Historic house in Missouri, United States

Frederick Krause Mini Mansion, also known as the Ben Ferrel Platte County Museum, is a historic mansion located at Platte City, Platte County, Missouri. It was built in 1882-1883 by Frederic Krause, an immigrant from Prussia. The mini mansion is a two-story, modified "T"-plan, Second Empire style red brick building with limestone corner quoins and foundation. It is topped by a mansard roof with gray-blue and rose hexagonal slate. The roof and porches are crested with ornamental cast iron work. The home is referred to as a 'mini' mansion because it shares several architectural features with the Missouri Governor's Mansion built in 1871 (to include the brick and limestone construction and mansard roof).

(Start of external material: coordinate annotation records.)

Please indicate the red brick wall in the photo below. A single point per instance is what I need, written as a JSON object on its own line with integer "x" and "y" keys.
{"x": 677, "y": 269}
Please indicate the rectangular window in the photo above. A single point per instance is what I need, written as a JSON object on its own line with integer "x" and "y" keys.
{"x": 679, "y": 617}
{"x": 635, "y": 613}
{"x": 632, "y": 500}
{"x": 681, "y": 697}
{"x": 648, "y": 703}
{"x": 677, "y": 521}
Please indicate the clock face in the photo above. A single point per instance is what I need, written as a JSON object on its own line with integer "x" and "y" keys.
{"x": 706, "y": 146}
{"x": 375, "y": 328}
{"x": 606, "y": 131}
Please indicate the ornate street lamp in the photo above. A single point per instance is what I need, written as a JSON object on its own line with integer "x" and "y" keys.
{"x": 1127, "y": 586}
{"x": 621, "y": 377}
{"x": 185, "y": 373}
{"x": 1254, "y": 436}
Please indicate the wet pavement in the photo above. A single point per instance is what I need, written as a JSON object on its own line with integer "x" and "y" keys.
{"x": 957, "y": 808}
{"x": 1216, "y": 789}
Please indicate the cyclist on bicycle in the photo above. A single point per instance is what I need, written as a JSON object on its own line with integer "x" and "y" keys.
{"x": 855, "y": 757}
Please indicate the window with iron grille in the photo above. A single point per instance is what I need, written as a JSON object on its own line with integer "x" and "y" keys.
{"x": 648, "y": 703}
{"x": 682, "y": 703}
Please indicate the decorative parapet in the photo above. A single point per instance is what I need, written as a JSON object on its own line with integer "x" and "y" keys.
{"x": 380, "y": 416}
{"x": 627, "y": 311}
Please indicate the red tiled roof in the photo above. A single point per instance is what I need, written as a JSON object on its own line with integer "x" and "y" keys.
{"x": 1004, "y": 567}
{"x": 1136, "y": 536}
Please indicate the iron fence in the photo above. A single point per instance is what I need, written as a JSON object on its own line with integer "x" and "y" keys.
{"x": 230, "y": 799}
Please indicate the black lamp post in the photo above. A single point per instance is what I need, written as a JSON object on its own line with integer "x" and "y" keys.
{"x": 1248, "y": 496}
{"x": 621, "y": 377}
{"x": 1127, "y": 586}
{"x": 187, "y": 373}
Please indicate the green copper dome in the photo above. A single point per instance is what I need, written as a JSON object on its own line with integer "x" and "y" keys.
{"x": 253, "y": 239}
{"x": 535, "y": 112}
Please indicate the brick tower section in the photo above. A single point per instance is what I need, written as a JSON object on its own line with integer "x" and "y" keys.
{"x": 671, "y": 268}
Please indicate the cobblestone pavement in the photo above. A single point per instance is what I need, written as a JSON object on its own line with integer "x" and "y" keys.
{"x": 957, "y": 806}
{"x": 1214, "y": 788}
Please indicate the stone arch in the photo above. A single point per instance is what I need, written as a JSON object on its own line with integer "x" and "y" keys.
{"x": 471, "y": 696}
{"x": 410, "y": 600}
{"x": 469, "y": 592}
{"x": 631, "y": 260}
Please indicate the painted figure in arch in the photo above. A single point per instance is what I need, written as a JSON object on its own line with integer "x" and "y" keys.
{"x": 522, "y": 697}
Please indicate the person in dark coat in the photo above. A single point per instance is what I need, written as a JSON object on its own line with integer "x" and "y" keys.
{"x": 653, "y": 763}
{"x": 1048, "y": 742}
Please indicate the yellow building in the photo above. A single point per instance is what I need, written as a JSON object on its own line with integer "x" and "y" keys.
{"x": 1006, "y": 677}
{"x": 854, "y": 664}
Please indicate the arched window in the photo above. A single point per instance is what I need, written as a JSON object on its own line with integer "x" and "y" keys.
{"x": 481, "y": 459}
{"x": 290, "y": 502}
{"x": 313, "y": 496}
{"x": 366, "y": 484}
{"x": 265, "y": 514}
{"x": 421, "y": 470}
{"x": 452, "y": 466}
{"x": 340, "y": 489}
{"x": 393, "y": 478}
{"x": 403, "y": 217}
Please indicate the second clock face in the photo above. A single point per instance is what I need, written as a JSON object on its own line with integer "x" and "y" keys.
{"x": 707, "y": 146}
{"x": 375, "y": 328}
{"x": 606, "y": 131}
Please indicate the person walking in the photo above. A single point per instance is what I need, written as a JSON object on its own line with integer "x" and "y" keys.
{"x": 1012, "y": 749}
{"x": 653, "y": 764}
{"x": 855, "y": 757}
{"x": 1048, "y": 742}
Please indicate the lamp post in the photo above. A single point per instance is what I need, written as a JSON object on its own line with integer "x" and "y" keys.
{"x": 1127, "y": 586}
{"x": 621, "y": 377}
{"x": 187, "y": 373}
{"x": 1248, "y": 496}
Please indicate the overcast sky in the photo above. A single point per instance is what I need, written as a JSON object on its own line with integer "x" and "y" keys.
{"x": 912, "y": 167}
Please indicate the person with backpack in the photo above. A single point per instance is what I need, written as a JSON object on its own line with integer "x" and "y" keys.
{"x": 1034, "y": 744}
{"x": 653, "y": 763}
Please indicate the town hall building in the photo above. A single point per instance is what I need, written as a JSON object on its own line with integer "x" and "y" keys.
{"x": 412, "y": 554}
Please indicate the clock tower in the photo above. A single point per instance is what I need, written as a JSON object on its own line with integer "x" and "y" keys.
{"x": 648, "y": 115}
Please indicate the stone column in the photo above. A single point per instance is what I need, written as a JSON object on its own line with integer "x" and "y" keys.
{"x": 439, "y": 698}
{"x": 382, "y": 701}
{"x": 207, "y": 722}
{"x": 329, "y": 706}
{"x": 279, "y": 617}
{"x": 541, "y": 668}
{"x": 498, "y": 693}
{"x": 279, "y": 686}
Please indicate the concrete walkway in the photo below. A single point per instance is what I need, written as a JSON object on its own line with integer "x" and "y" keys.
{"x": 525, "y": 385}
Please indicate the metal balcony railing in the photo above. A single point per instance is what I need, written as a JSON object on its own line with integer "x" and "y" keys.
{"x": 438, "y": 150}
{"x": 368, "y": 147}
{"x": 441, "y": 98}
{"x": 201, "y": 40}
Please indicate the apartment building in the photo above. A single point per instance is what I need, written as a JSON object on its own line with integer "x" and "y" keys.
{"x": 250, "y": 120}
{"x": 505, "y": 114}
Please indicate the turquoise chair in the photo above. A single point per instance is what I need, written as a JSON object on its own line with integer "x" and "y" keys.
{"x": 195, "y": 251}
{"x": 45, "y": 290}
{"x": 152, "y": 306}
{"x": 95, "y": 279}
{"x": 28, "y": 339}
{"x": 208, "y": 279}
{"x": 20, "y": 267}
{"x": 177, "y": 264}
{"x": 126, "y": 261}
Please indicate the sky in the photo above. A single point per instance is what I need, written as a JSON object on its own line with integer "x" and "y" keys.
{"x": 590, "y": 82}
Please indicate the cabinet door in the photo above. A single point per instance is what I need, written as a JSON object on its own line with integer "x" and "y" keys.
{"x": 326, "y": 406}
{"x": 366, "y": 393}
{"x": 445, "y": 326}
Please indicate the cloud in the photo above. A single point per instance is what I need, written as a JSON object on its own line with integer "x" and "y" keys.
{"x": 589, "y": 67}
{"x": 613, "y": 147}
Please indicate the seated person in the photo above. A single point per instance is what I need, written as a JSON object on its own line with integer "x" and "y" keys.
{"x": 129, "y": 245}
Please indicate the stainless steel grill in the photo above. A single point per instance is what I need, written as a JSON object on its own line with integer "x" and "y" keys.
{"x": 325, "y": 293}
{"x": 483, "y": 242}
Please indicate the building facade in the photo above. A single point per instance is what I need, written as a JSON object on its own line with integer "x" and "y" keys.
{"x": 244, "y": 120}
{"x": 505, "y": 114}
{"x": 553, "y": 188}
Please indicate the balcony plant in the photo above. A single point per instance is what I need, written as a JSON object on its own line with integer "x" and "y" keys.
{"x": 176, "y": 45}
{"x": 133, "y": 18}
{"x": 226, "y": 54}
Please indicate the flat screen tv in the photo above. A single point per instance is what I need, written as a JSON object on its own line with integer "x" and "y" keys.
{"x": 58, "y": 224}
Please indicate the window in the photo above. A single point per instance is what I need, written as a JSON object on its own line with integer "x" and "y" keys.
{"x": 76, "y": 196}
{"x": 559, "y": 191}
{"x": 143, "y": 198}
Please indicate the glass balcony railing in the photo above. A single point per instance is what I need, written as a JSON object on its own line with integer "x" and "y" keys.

An interior, bronze fireplace surround also represents similar design to the white marble one found in the Governor's Mansion in Jefferson City.
The Krause mini mansion houses the Ben Ferrel Museum and genealogical and historical research room for the Platte County Historical Society known by the acronym PCHS. The Platte County Historical Society owns and operates the building which opened to the public in 1985. The museum's collection presents regional history with furnishings and items donated entirely from local families and dating mainly from the mid-1800s to 1920. The museum features exhibits and other special events related to local history and the mini mansion's history.

The Krause mini mansion was listed on the National Register of Historic Places in 1978.